Reading up a bit on Java 8, I got to this blog post explaining a bit about streams and reduction of them, and when it would be possible to short-circuit the reduction. At the bottom it states:
Note in the case of findFirst or findAny we only need the first value which matches the predicate (although findAny is not guaranteed to return the first). However if the stream has no ordering then we’d expect findFirst to behave like findAny. The operations allMatch, noneMatch and anyMatch may not short-circuit the stream at all since it may take evaluating all the values to determine whether the operator is true or false. Thus an infinite stream using these may not terminate.
I get that findFirst or findAny may short-circuit the reduction, because as soon af you find an element, you don't need to process any further.
But why would this not be possible for allMatch, noneMatch and anyMatch? For allMatch, if you find one which doesn't match the predicate, you can stop processing. Same for none. And anyMatch especially doesn't make sense to me, as it it pretty much equal to findAny (except for what is returned)?
Saying that these three may not short-circuit, because it may take evaluating all the values, could also be said for findFirst/Any.
Is there some fundamental difference I'm missing? Am I not really understanding what is going on?
There's a subtle difference, because anyMatch family uses a predicate, while findAny family does not. Technically findAny() looks like anyMatch(x -> true) and anyMatch(pred) looks like filter(pred).findAny(). So here we have another issue. Consider we have a simple infinite stream:
Stream<Integer> s = Stream.generate(() -> 1);
So it's true that applying findAny() to such stream will always short-circuit and finish while applying anyMatch(pred) depends on the predicate.

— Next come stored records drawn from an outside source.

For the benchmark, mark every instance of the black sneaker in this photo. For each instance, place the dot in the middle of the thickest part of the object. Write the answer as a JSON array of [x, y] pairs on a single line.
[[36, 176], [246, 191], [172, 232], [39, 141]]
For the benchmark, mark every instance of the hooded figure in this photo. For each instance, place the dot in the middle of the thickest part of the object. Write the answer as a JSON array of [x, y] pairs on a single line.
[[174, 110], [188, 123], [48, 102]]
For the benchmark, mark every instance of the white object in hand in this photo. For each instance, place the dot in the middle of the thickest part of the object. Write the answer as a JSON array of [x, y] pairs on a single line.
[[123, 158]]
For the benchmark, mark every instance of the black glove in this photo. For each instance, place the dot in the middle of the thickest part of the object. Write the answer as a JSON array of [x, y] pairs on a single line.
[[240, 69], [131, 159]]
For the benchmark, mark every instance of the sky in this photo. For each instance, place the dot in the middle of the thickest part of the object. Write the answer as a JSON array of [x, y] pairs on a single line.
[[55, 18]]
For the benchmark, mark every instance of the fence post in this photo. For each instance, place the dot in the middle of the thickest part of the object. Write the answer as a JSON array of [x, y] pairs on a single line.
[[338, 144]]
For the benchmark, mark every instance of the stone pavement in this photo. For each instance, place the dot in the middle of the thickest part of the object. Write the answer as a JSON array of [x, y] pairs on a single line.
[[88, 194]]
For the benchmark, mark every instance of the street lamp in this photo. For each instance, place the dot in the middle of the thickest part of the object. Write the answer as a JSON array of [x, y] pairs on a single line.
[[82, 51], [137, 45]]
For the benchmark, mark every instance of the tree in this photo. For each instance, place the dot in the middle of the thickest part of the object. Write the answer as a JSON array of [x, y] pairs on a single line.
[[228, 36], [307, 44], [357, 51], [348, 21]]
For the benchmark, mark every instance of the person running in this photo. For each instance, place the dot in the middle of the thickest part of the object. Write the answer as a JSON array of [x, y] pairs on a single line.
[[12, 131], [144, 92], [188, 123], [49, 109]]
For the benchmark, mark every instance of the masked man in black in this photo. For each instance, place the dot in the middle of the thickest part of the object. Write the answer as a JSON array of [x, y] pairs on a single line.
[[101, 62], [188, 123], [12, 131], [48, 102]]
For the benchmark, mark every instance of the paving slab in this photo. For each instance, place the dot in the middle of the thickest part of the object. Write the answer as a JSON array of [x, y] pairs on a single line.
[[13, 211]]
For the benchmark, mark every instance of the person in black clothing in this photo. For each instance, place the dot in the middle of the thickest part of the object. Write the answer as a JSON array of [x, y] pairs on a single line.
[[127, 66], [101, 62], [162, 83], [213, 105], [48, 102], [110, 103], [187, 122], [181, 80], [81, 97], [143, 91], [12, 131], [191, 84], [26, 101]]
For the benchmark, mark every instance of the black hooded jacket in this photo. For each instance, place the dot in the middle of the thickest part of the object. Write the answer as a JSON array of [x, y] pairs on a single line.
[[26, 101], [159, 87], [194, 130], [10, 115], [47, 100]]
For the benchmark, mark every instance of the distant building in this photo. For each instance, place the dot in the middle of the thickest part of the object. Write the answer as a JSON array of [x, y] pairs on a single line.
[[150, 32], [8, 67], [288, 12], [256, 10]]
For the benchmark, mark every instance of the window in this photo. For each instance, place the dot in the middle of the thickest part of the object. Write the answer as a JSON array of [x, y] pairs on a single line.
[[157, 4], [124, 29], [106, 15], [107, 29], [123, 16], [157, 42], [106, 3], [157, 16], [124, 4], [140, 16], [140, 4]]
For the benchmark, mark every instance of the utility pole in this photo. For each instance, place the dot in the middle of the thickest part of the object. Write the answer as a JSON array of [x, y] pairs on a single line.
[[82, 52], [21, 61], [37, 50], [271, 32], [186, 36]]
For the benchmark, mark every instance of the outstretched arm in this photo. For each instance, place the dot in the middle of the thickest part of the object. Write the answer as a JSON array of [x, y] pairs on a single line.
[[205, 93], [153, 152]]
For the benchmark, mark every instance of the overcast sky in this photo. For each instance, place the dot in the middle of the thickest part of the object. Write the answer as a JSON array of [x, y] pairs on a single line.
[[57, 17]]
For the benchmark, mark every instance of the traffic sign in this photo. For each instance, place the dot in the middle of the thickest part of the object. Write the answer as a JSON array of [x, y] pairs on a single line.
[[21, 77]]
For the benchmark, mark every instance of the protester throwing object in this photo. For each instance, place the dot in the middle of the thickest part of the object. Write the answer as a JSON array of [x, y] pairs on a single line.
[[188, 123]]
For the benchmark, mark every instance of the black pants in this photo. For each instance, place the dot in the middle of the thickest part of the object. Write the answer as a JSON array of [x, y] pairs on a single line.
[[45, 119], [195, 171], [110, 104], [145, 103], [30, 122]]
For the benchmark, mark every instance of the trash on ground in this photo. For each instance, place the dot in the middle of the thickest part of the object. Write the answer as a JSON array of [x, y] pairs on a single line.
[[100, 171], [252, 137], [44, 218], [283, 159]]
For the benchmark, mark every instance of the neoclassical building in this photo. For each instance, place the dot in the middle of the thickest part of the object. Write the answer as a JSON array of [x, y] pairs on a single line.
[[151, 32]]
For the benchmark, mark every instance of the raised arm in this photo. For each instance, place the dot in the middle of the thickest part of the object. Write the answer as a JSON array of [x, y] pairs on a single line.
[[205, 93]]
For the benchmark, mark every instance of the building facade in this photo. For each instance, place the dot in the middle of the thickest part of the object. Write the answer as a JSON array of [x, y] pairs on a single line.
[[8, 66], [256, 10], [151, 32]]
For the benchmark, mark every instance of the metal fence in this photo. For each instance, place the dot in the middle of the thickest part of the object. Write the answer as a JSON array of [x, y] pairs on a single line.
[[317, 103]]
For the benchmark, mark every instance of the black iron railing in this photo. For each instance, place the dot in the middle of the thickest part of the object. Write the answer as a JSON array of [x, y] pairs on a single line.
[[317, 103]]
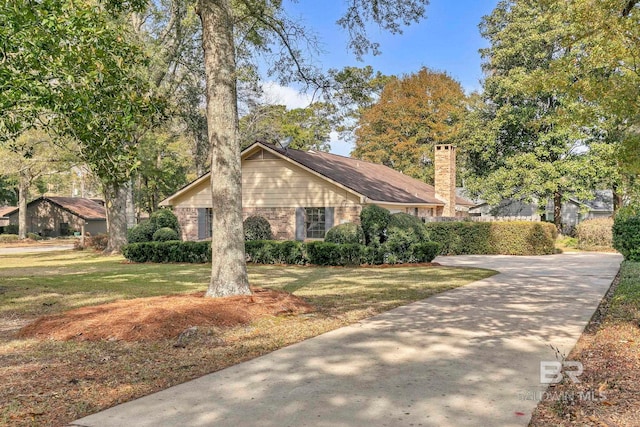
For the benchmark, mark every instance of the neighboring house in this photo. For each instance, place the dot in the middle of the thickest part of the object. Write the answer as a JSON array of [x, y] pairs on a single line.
[[4, 218], [573, 211], [304, 193], [62, 216]]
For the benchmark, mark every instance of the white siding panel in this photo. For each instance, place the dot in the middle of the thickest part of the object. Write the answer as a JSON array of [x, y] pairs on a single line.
[[277, 183], [274, 183]]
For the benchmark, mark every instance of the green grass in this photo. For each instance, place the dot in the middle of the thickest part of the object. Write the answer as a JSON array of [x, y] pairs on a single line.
[[45, 283], [38, 385], [625, 304]]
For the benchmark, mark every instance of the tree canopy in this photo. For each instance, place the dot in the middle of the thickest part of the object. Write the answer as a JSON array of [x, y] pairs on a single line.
[[413, 114]]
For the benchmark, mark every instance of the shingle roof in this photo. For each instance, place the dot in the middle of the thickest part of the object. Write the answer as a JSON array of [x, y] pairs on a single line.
[[84, 208], [376, 182]]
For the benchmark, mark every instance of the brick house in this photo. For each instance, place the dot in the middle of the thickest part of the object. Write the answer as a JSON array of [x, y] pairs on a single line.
[[62, 216], [304, 193]]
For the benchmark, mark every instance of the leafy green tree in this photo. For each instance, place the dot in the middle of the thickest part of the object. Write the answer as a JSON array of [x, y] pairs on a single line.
[[412, 115], [599, 67], [268, 26], [164, 161], [308, 128], [518, 145]]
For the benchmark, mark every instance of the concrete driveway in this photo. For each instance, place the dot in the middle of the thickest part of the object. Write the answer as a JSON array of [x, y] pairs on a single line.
[[467, 357]]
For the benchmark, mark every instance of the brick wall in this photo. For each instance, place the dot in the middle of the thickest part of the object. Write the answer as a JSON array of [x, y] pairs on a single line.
[[188, 220], [282, 220]]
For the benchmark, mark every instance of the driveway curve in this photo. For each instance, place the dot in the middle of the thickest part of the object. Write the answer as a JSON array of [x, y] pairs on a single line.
[[467, 357]]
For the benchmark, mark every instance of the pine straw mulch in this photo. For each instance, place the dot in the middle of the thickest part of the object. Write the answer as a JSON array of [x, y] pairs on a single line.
[[150, 319], [89, 359], [608, 394]]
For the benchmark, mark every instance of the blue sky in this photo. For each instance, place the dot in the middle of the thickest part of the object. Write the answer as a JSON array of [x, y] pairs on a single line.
[[448, 40]]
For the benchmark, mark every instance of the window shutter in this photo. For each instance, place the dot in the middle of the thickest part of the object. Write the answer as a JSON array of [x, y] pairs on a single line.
[[328, 218], [202, 224], [301, 231]]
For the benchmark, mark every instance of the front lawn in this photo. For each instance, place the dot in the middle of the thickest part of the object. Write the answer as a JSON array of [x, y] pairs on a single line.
[[609, 390], [49, 382]]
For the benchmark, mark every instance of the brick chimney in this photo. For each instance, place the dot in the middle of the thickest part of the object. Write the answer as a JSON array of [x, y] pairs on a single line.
[[445, 177]]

However let's filter our infinite stream:
Stream<Integer> s = Stream.generate(() -> 1).filter(x -> x < 0);
Is the resulting stream infinite as well? That's a tricky question. It actually contains no elements, but to determine this (for example, using .iterator().hasNext()) we have to check the infinite number of underlying stream elements, so this operation will never finish. I would call such stream an infinite as well. However using such stream both anyMatch and findAny will never finish:
Stream.generate(() -> 1).filter(x -> x < 0).anyMatch(x -> true);
Stream.generate(() -> 1).filter(x -> x < 0).findAny();
So findAny() is not guaranteed to finish either, it depends on the previous intermediate stream operations.
To conclude I would rate that blog-post as very misleading. In my opinion infinity stream behavior is better explained in official JavaDoc.
Answer Updated
I'd say the blog post is wrong when it says "findFirst or findAny we only need the first value which matches the predicate".
In the javadoc for allMatch(Predicate), anyMatch(Predicate), noneMatch(Predicate), findAny(), and findFirst():
This is a short-circuiting terminal operation.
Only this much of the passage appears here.